In opening remarks to a clean-energy conference in [redacted], [Clean Energy-Loving Politician] said the first-of-its-kind agreement, under which [redacted] and eight other states could be required to cut power plant emissions by 2020, will not hurt the economy, as some have charged. He argued that it would spur businesses to develop clean- and renewable-energy technology to market worldwide.

''This is a great thing for [redacted]," [Clean Energy-Loving Politician] said, his strongest endorsement of the pact to date. ''We can effectively create incentives to help stimulate a sector of the economy and at the same time not kill jobs."

Oct. 2009:

"A cap and trade program... will have a devastating impact on hard-working American families and on our economy as a whole. This cap and trade bill represents an enormous, hidden tax on the American people and American businesses, and it must be defeated."

If you guessed former Massachusetts Gov. and presidential candidate Mitt Romney, high five!

Back when he was Governor of Massachusetts, Romney supported a cap-and-trade system in which his state and others would place a mandatory limit on carbon emissions.

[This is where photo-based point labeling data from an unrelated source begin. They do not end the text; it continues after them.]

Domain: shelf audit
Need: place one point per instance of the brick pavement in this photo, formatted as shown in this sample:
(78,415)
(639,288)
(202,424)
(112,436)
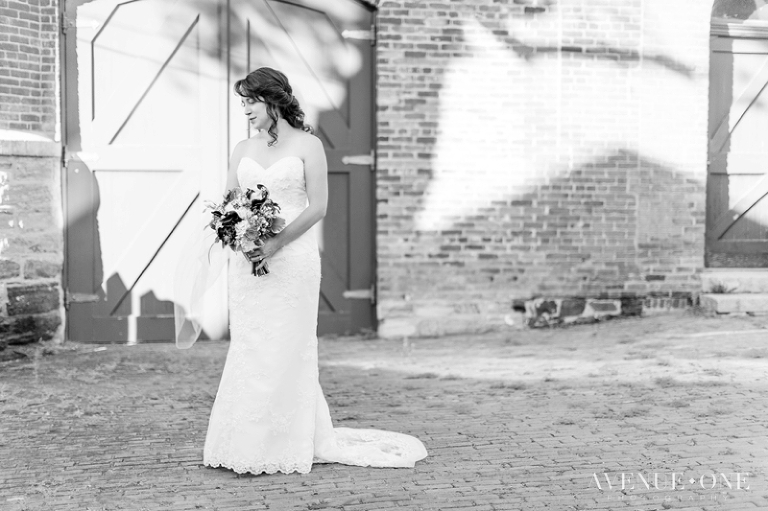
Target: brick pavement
(519,420)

Said the Boston Globe at the time:

Governor Mitt Romney signaled his support yesterday for a regional agreement among Northeastern states to reduce greenhouse gas emissions, despite opposition from power companies and other business interests that have been lobbying the administration against the plan.

In opening remarks to a clean-energy conference in Boston, Romney said the first-of-its-kind agreement, under which Massachusetts and eight other states could be required to cut power plant emissions by 2020, will not hurt the economy, as some have charged. He argued that it would spur businesses to develop clean- and renewable-energy technology to market worldwide.
That's a pretty strong stand in favor of cap-and-trade, coming from the same Mitt Romney who just this week sent an email to supporters of his political action committee seeking to raise money off his opposition to the cap-and-trade proposal currently making its way through Congress.

Apparently when you're Mitt Romney, your hair may be solid, but your positions on key issues shift with the wind.

1 comment:

aork said...

Explain yourself, Romney. Exactly what kind of agreement would you be in favor of that would not introduce new taxes and still be deficit neutral? I'd love to see it!